La colección presentó una estética que remitía directamente a los años 2000, evocando una vibra “emo party girl” cargada de dramatismo y sensualidad urbana. El maquillaje jugó un papel central: smokey eyes en negro intenso, piel luminosa y una actitud que mezclaba nostalgia con rebeldía refinada. El brillo oscuro, las transparencias y los guiños vibrantes al pasado se integraron bajo un lenguaje visual alineado con la energía de 2026.
Demna construyó una narrativa que combina códigos juveniles con una ejecución de lujo. Las siluetas ajustadas, las texturas satinadas y los contrastes entre opacidad y destellos metálicos reforzaron una estética nocturna que dialoga con la cultura pop de principios de milenio, pero reinterpretada con sofisticación conceptual.
En la pasarela destacó la presencia de Gabbriette, cuya caminata encapsuló la esencia de la colección: actitud desafiante, magnetismo y una fuerte identidad visual.

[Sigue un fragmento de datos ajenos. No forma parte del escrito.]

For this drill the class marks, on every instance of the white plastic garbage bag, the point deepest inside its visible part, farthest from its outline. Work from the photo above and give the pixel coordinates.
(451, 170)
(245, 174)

Su aparición consolidó la conexión entre la propuesta creativa y la nueva generación de referentes culturales.
Mientras tanto, el front row fue escenario de una constelación de figuras que reforzaron el impacto mediático del desfile. Entre las asistentes se encontraban Paris Hilton, Alice Pagani, Devon Lee Carlson y Madeline Argy, entre otras celebridades que aportaron una dimensión pop al evento.
La conjunción entre pasarela y primera fila confirmó que el debut de Demna no fue solo un cambio de dirección creativa, sino un momento cultural. Gucci apostó por una narrativa que rescata códigos del pasado reciente y los proyecta con una energía renovada, conectando con una audiencia que valora la autenticidad y la reinterpretación audaz de los archivos estilísticos.
Con esta colección, la maison inaugura una nueva etapa donde la nostalgia se convierte en herramienta creativa y el espíritu 2000s encuentra una nueva lectura bajo la lente contemporánea. Milán fue testigo de un debut que no pasó desapercibido y que marca el inicio de una era donde el brillo oscuro y la actitud rebelde definen el pulso de Gucci hacia el futuro.